Armando Bianchi

Personal information
- Full name: Armando Bianchi
- Date of birth: 20 November 1954 (age 70)
- Place of birth: Tavernerio, Italy
- Height: 1.77 m (5 ft 10 in)
- Position(s): Attacking midfielder

Youth career
- 1964–1972: Rouen

Senior career*
- Years: Team / Apps / (Gls)
- 1972–1978: Rouen / 176 / (47)
- 1978–1981: Paris Saint-Germain / 42 / (4)
- 1980–1981: → Nîmes (loan) / 18 / (4)
- 1981–1982: Paris FC / 34 / (14)
- 1982–1984: Racing Club de France / 48 / (10)
- 1984–1985: Grenoble / 17 / (1)
- 1985–1988: Roanne Foot
- 1988–1993: Riorges

Managerial career
- 1985–1988: Roanne Foot (player-manager)
- 1988–1993: Riorges (player-manager)
- Roanne Foot

= Armando Bianchi =

Italian footballer (born 1954)

Armando Bianchi (born 20 November 1954) is an Italian former footballer who played as an attacking midfielder. He is a naturalized French citizen.

==Career==

In 1976, Bianchi signed for Paris Saint-Germain, one of France's most successful clubs, after playing for Rouen in the French second division.
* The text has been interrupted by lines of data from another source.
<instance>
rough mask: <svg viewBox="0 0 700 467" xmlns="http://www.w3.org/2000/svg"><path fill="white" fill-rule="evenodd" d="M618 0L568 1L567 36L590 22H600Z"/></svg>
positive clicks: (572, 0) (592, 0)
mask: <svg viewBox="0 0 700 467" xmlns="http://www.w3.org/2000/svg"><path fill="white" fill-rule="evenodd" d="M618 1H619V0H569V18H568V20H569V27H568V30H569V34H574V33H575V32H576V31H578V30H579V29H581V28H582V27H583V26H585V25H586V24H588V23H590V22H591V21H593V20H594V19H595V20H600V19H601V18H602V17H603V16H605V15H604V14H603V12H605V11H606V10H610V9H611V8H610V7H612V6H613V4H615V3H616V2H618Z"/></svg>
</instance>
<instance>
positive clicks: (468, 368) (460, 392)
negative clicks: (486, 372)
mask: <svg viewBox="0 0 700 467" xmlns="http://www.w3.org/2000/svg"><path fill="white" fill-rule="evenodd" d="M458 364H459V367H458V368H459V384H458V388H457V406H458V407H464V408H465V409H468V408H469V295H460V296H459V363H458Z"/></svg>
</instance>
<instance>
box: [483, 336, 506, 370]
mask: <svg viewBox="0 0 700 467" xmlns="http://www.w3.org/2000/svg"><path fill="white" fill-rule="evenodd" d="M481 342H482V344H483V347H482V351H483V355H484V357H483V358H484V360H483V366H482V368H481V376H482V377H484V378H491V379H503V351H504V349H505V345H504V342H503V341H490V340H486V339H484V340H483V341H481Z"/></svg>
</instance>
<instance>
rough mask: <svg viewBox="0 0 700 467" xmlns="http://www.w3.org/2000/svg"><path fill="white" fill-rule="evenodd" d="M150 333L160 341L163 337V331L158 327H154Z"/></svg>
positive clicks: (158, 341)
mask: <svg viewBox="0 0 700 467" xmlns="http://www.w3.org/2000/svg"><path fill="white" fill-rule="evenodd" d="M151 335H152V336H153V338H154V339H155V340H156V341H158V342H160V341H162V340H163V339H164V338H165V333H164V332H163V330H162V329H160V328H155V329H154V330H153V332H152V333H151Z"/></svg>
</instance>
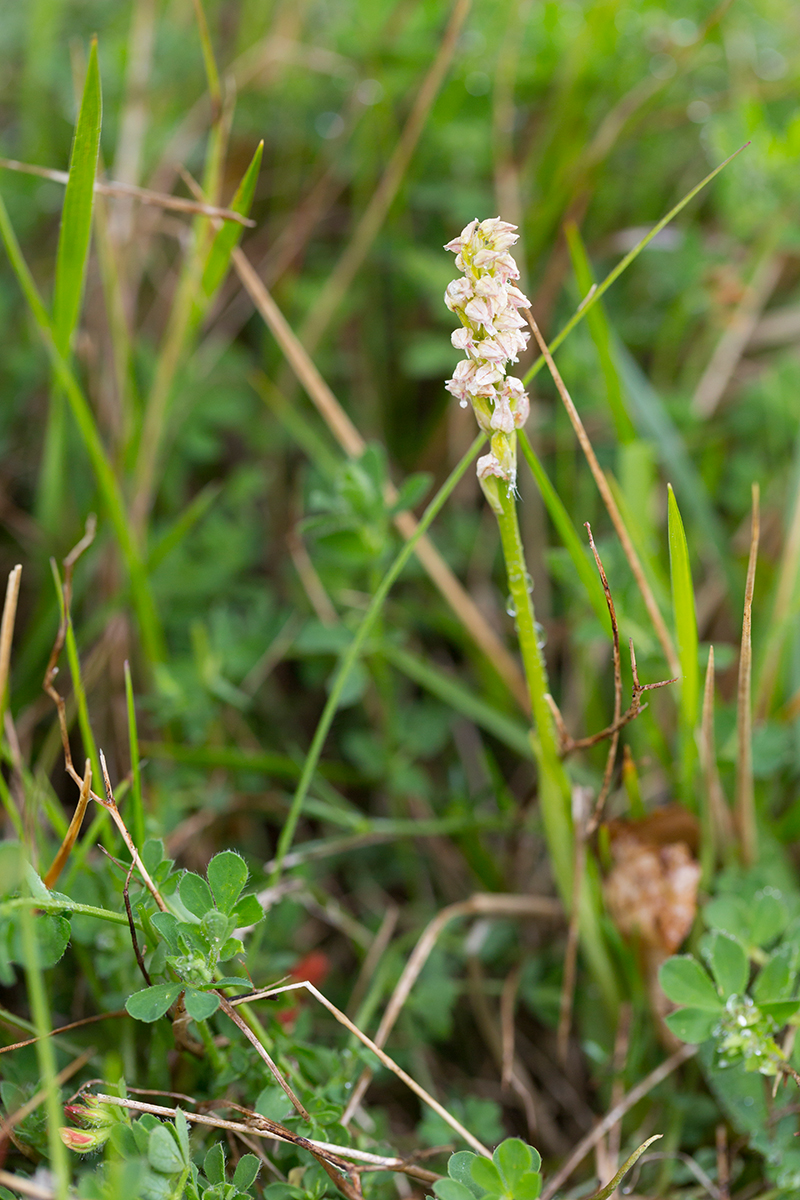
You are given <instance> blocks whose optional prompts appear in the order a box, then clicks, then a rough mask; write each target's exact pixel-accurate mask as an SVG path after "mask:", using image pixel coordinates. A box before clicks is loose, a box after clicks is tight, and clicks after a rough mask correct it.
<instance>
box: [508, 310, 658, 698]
mask: <svg viewBox="0 0 800 1200" xmlns="http://www.w3.org/2000/svg"><path fill="white" fill-rule="evenodd" d="M525 317H527V319H528V324H529V325H530V328H531V329H533V331H534V337H535V338H536V341H537V342H539V348H540V350H541V352H542V358H543V359H545V361H546V362H547V366H548V368H549V372H551V374H552V377H553V382H554V384H555V386H557V389H558V392H559V396H560V397H561V401H563V403H564V407H565V408H566V410H567V415H569V418H570V422H571V425H572V428H573V430H575V432H576V437H577V438H578V442H579V443H581V449H582V450H583V452H584V455H585V458H587V462H588V463H589V469H590V470H591V474H593V475H594V479H595V482H596V485H597V491H599V492H600V494H601V497H602V500H603V504H604V505H606V509H607V510H608V515H609V517H610V518H612V522H613V524H614V529H615V530H616V536H618V538H619V540H620V542H621V545H622V550H624V551H625V557H626V558H627V562H628V565H630V568H631V571H632V572H633V578H634V580H636V583H637V587H638V588H639V592H640V593H642V598H643V600H644V605H645V607H646V610H648V614H649V617H650V620H651V622H652V628H654V629H655V631H656V636H657V638H658V641H660V643H661V648H662V650H663V653H664V658H666V659H667V662H668V664H669V670H670V671H672V673H673V674H674V676H675V677H678V676H680V662H679V660H678V655H676V653H675V647H674V646H673V642H672V637H670V636H669V631H668V629H667V625H666V624H664V619H663V617H662V616H661V611H660V608H658V605H657V604H656V599H655V596H654V594H652V590H651V588H650V584H649V583H648V581H646V578H645V575H644V570H643V568H642V563H640V562H639V556H638V554H637V552H636V548H634V546H633V542H632V541H631V535H630V534H628V532H627V527H626V524H625V522H624V521H622V515H621V512H620V511H619V508H618V505H616V500H615V499H614V497H613V493H612V490H610V487H609V486H608V480H607V479H606V476H604V474H603V472H602V468H601V466H600V463H599V462H597V456H596V454H595V451H594V448H593V445H591V442H590V440H589V434H588V433H587V431H585V428H584V425H583V421H582V420H581V416H579V414H578V410H577V408H576V407H575V403H573V402H572V397H571V396H570V392H569V391H567V389H566V385H565V383H564V379H563V378H561V374H560V372H559V368H558V367H557V366H555V362H554V361H553V355H552V354H551V352H549V349H548V347H547V342H546V341H545V338H543V337H542V335H541V332H540V329H539V325H537V324H536V322H535V320H534V317H533V313H531V312H530V310H525Z"/></svg>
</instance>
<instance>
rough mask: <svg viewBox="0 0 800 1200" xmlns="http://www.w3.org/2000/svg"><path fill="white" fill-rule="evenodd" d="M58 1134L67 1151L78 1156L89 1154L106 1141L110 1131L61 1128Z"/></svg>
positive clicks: (103, 1130) (99, 1146) (104, 1129)
mask: <svg viewBox="0 0 800 1200" xmlns="http://www.w3.org/2000/svg"><path fill="white" fill-rule="evenodd" d="M59 1133H60V1134H61V1141H62V1142H64V1145H65V1146H66V1147H67V1148H68V1150H74V1151H77V1153H78V1154H91V1153H94V1151H96V1150H100V1148H101V1147H102V1146H103V1145H104V1144H106V1142H107V1141H108V1136H109V1133H110V1130H109V1129H72V1128H70V1127H67V1126H62V1127H61V1128H60V1129H59Z"/></svg>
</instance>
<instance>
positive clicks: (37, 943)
mask: <svg viewBox="0 0 800 1200" xmlns="http://www.w3.org/2000/svg"><path fill="white" fill-rule="evenodd" d="M25 899H26V898H25ZM37 907H40V905H38V904H37ZM19 926H20V934H22V944H23V954H24V956H25V980H26V983H28V1000H29V1003H30V1012H31V1016H32V1019H34V1026H35V1028H36V1037H37V1039H38V1040H37V1042H36V1057H37V1060H38V1072H40V1078H41V1081H42V1086H43V1087H44V1088H46V1091H47V1098H46V1100H44V1110H46V1112H47V1144H48V1151H49V1166H50V1171H52V1172H53V1175H54V1184H55V1187H54V1192H53V1195H54V1196H55V1198H56V1200H67V1195H68V1190H70V1160H68V1156H67V1150H66V1146H65V1145H64V1142H62V1141H61V1138H60V1135H59V1129H60V1127H61V1126H62V1124H64V1109H62V1108H61V1097H60V1094H59V1085H58V1081H56V1078H55V1076H56V1070H55V1046H54V1044H53V1038H52V1037H50V1034H52V1032H53V1022H52V1021H50V1012H49V1008H48V1003H47V990H46V988H44V977H43V974H42V968H41V966H40V953H38V938H37V936H36V928H35V922H34V913H32V911H31V910H30V908H29V907H28V905H26V904H23V905H20V907H19Z"/></svg>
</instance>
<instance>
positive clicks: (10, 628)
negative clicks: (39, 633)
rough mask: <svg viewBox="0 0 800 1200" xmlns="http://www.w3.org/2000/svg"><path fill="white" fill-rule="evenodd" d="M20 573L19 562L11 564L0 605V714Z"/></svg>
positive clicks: (6, 685) (12, 626) (2, 700)
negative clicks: (11, 566)
mask: <svg viewBox="0 0 800 1200" xmlns="http://www.w3.org/2000/svg"><path fill="white" fill-rule="evenodd" d="M22 574H23V569H22V566H20V565H19V564H17V566H13V568H12V569H11V571H10V572H8V583H7V586H6V599H5V604H4V606H2V620H0V714H1V713H2V710H4V708H5V704H6V689H7V686H8V671H10V668H11V643H12V641H13V637H14V620H16V618H17V601H18V600H19V581H20V578H22ZM1 724H2V722H0V725H1Z"/></svg>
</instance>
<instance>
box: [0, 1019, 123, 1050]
mask: <svg viewBox="0 0 800 1200" xmlns="http://www.w3.org/2000/svg"><path fill="white" fill-rule="evenodd" d="M127 1015H128V1014H127V1012H126V1010H125V1009H124V1008H118V1009H116V1010H115V1012H114V1013H98V1014H96V1015H95V1016H84V1018H82V1020H79V1021H71V1022H70V1024H68V1025H60V1026H59V1027H58V1030H52V1031H50V1033H48V1037H50V1038H58V1037H59V1034H61V1033H70V1031H71V1030H79V1028H82V1027H83V1026H84V1025H97V1022H98V1021H110V1020H115V1019H119V1018H121V1016H127ZM37 1042H38V1038H37V1037H36V1038H25V1040H24V1042H14V1043H13V1044H12V1045H10V1046H0V1054H10V1052H11V1051H12V1050H22V1049H23V1048H24V1046H32V1045H36V1043H37Z"/></svg>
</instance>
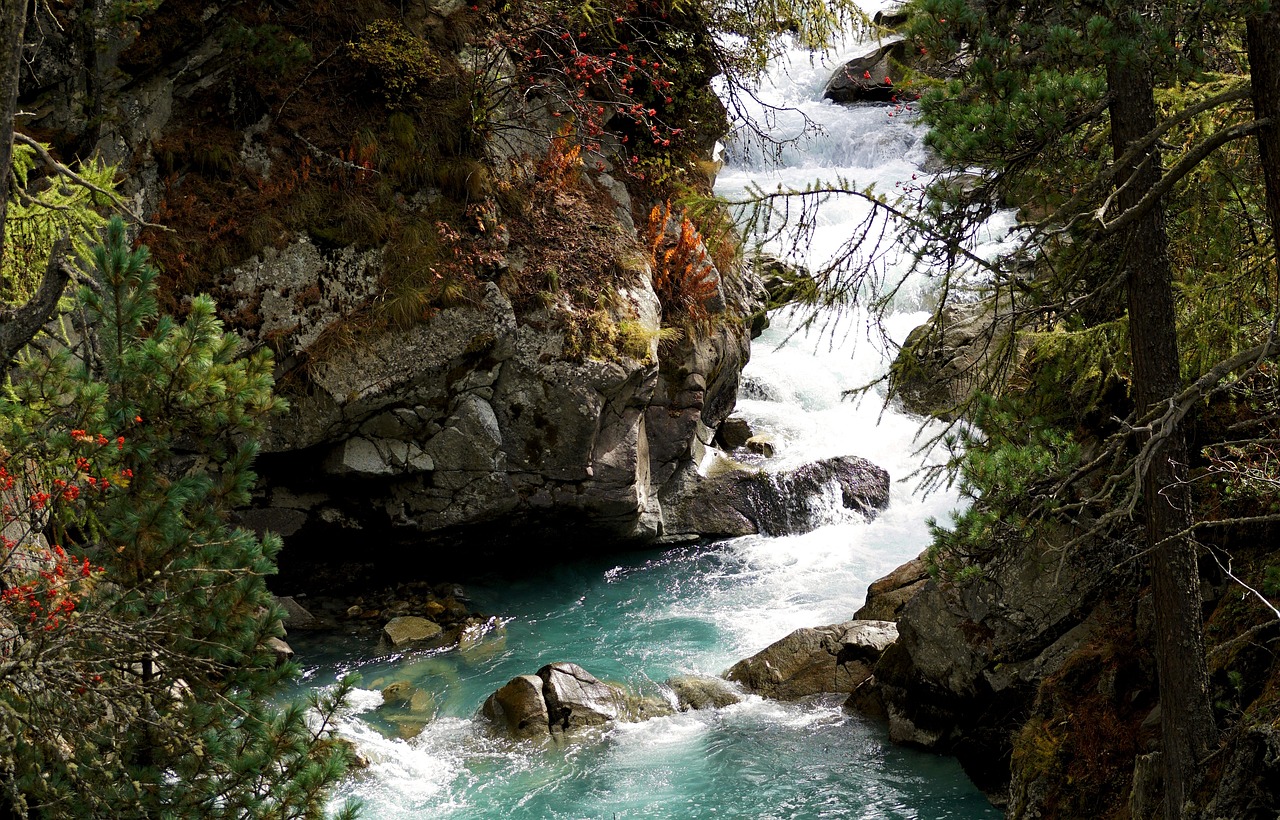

At the age of 29, while playing for French second division side Racing Club de France, he suffered a career-shortening injury.

== After football ==
From 1985 to 1993, Bianchi was player-manager in Roanne and Riorges. He ended his playing days in 1993, and went to work for an insurance company for 12 years. In 2005, Bianchi returned to Roanne Foot, this time as both coach and technical director.

== Personal life ==
Bianchi arrived in France at the age of 5. He became a naturalized citizen at the age of 24.